Motion Compensated Frame Rate Upconversion

For many applications, video is transmitted over bandwidth limited channels and low frame rates combined with high compression ratios have to be used to meet the bit rate constraints. A typical example of such an application is digital video broadcasting for mobile devices (i.e. DVB-H), where relatively low frame rates of 15fps are common. As the lower frame rate also translates to a reduced bit rate, a frame rate of 15fps allows the operators to offer more channels in the same amount of spectrum than when higher frame rates are used. Unfortunately, the low frame rate also causes the motion in the video sequence to appear uneven or jerky, as the human visual system starts to notice individual frames when the frame rate is below a certain value.

Motion compensated frame rate upconversion (MCFRUC) can be used to increase the frame rate of a video sequence. As the upconversion algorithm takes motion into account, objects in the interpolated frames are at the correct locations. An example for an upconversion ratio of 2, i.e. the interpolated frame is temporally located in the middle between the original frames, is shown in Fig. 1. Due to the higher frame rate, motion appears smoother than in the original sequence and watching the sequence is more enjoyable for the user.

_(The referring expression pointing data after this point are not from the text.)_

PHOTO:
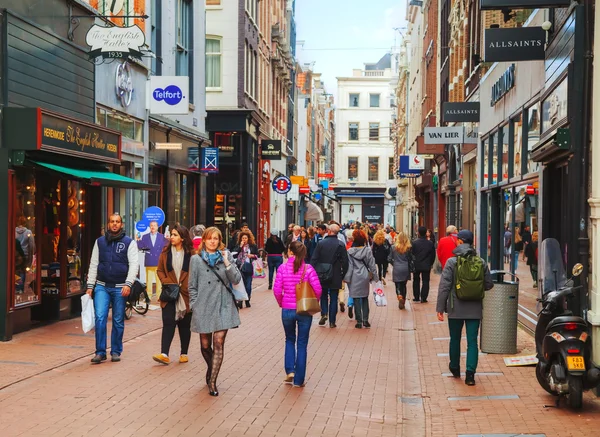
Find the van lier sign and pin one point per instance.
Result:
(460, 112)
(518, 44)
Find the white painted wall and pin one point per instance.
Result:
(222, 22)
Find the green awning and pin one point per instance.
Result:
(104, 178)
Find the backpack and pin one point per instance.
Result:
(468, 278)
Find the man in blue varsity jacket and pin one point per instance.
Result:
(113, 269)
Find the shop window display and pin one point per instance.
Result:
(25, 240)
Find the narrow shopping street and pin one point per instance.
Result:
(390, 380)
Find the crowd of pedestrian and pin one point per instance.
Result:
(199, 278)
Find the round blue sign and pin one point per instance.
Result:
(282, 184)
(171, 95)
(154, 214)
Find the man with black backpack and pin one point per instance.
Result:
(330, 260)
(463, 284)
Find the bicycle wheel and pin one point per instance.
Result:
(143, 303)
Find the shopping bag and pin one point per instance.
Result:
(259, 271)
(88, 319)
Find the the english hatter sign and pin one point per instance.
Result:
(518, 44)
(460, 112)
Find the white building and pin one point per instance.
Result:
(364, 154)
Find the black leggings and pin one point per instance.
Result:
(169, 324)
(212, 347)
(401, 288)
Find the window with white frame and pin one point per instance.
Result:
(213, 62)
(184, 55)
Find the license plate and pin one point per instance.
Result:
(575, 363)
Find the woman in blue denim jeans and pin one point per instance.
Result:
(294, 271)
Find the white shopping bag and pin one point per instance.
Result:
(88, 319)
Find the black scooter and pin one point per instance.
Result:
(563, 341)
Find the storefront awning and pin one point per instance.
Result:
(104, 178)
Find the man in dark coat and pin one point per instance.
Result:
(330, 251)
(424, 253)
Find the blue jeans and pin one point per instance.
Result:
(273, 262)
(329, 303)
(103, 297)
(247, 277)
(296, 348)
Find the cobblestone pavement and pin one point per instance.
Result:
(386, 381)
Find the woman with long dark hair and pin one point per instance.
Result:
(173, 268)
(290, 274)
(247, 251)
(213, 305)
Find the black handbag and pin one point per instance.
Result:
(169, 293)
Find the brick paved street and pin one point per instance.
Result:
(386, 381)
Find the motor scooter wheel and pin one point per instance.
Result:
(575, 396)
(543, 378)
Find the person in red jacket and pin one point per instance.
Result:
(447, 245)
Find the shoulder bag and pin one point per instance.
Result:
(307, 303)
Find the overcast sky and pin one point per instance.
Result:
(346, 24)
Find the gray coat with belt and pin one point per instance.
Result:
(447, 300)
(213, 306)
(361, 262)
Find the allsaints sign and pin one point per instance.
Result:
(523, 4)
(503, 85)
(460, 112)
(518, 44)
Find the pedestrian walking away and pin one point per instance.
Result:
(213, 306)
(361, 271)
(462, 287)
(113, 268)
(330, 260)
(174, 268)
(446, 245)
(246, 252)
(424, 253)
(381, 252)
(401, 260)
(275, 248)
(290, 274)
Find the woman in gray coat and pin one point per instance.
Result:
(213, 306)
(401, 260)
(361, 271)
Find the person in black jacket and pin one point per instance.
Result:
(246, 252)
(275, 248)
(424, 253)
(330, 255)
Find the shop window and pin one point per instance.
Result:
(373, 131)
(353, 168)
(26, 261)
(533, 136)
(373, 168)
(353, 131)
(504, 153)
(517, 124)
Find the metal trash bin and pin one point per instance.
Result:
(500, 312)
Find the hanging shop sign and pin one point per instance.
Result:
(282, 184)
(503, 85)
(209, 160)
(115, 42)
(460, 112)
(522, 4)
(444, 135)
(271, 149)
(405, 167)
(169, 95)
(515, 44)
(124, 84)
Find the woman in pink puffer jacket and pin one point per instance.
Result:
(288, 276)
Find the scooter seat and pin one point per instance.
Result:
(565, 319)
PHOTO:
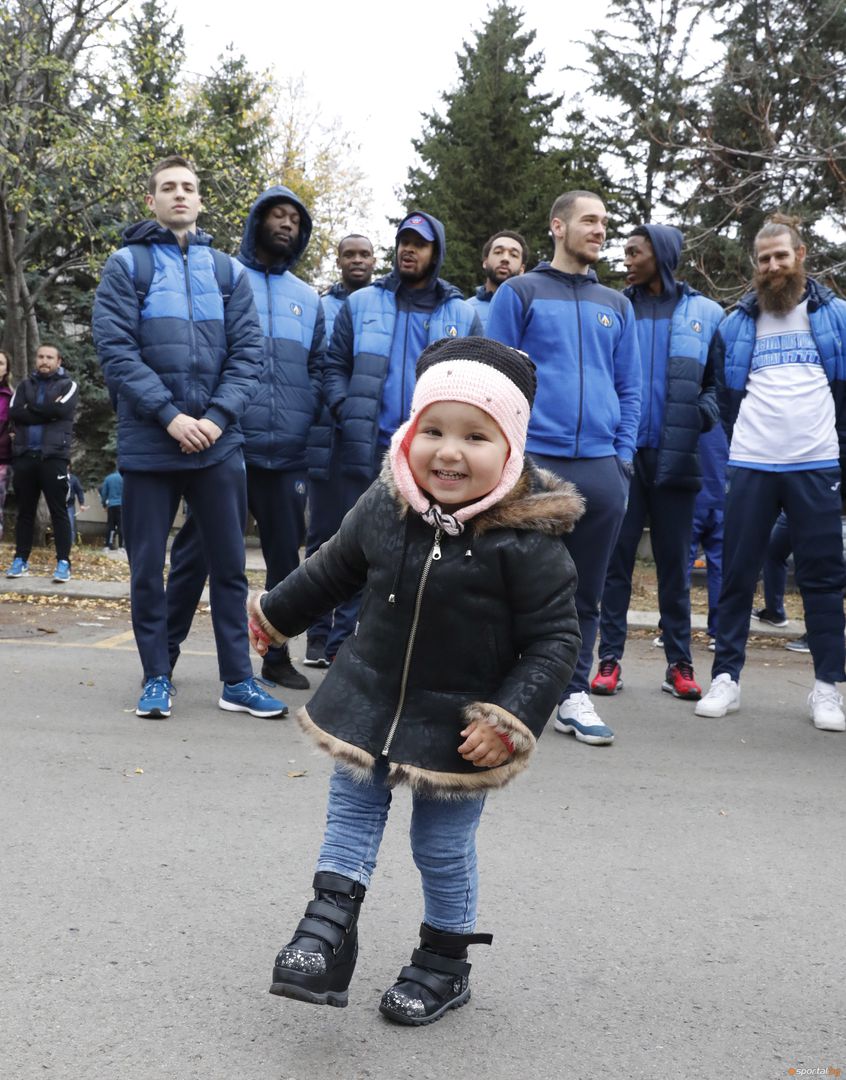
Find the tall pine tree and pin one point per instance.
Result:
(493, 160)
(774, 138)
(643, 71)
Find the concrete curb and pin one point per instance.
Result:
(34, 585)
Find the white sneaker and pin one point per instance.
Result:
(723, 697)
(824, 705)
(577, 716)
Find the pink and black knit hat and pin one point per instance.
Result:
(479, 372)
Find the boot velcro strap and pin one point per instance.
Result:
(331, 912)
(336, 882)
(427, 979)
(444, 963)
(443, 937)
(323, 931)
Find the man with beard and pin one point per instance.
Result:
(504, 256)
(585, 420)
(370, 372)
(277, 422)
(781, 386)
(325, 482)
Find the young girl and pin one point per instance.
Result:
(467, 636)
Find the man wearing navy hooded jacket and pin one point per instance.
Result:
(370, 372)
(182, 360)
(278, 421)
(675, 331)
(583, 423)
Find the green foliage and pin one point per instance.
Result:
(493, 160)
(774, 138)
(647, 99)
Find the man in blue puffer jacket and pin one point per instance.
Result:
(675, 329)
(182, 362)
(278, 421)
(583, 423)
(326, 485)
(370, 372)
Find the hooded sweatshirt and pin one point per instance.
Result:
(378, 335)
(279, 418)
(180, 350)
(675, 329)
(582, 339)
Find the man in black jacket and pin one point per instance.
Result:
(42, 412)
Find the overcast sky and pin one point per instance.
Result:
(376, 65)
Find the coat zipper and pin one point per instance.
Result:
(269, 360)
(192, 336)
(581, 376)
(433, 556)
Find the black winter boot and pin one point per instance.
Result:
(277, 667)
(318, 962)
(437, 980)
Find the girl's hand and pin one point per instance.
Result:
(483, 745)
(259, 639)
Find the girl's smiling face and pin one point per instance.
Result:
(457, 454)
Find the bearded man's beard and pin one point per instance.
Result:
(780, 293)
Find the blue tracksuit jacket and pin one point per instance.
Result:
(180, 352)
(582, 339)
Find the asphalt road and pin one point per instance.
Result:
(669, 906)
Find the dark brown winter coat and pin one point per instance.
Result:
(477, 626)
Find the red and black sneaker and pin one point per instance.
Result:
(608, 678)
(680, 682)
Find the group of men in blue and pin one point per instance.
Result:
(238, 387)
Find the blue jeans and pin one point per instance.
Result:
(443, 844)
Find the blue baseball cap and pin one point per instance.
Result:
(418, 224)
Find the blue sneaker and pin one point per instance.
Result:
(577, 716)
(250, 697)
(155, 702)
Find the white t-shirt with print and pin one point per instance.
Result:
(787, 417)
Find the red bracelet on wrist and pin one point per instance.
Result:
(258, 633)
(507, 741)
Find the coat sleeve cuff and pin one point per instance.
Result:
(166, 413)
(254, 611)
(505, 724)
(217, 416)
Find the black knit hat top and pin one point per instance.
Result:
(512, 363)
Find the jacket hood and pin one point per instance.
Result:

Fig. 1: Original (left and right) and interpolated frame obtained by MCFRUC

In order to generate interpolated frames, an MCFRUC method estimates the motion between the original frames of the video sequence and uses motion compensation to obtain interpolated frames. A problem is that the motion estimation can in some cases fail, e.g. when objects move fast or new objects appear in the sequence. The erroneous motion estimates cause upconversion artifacts, which can be annoying for the user and significantly reduce the perceived video quality

We propose a MCFRUC method that uses multiple interpolation paths and a median filter in order to mitigate upconversion artifacts. The effect of the median filter is illustrated in Fig. 2 for a frame of the Foreman sequence. The frames (a,b,c) are the inputs of the median filter, the frame (d) is the output. As can be seen, the frame (d) has significantly fewer artifacts than any of the input frames.

Fig. 2: Effect of the median filter

Our method also uses an efficient motion estimation method and is intended for real time operation on mobile devices, such as cell phones or media players. We are currently in the process of publishing our work, please check back in the near future for updates. An upconversion result for the Foreman sequence is shown in Fig. 3 (the video is about 14MB, please allow some time to load).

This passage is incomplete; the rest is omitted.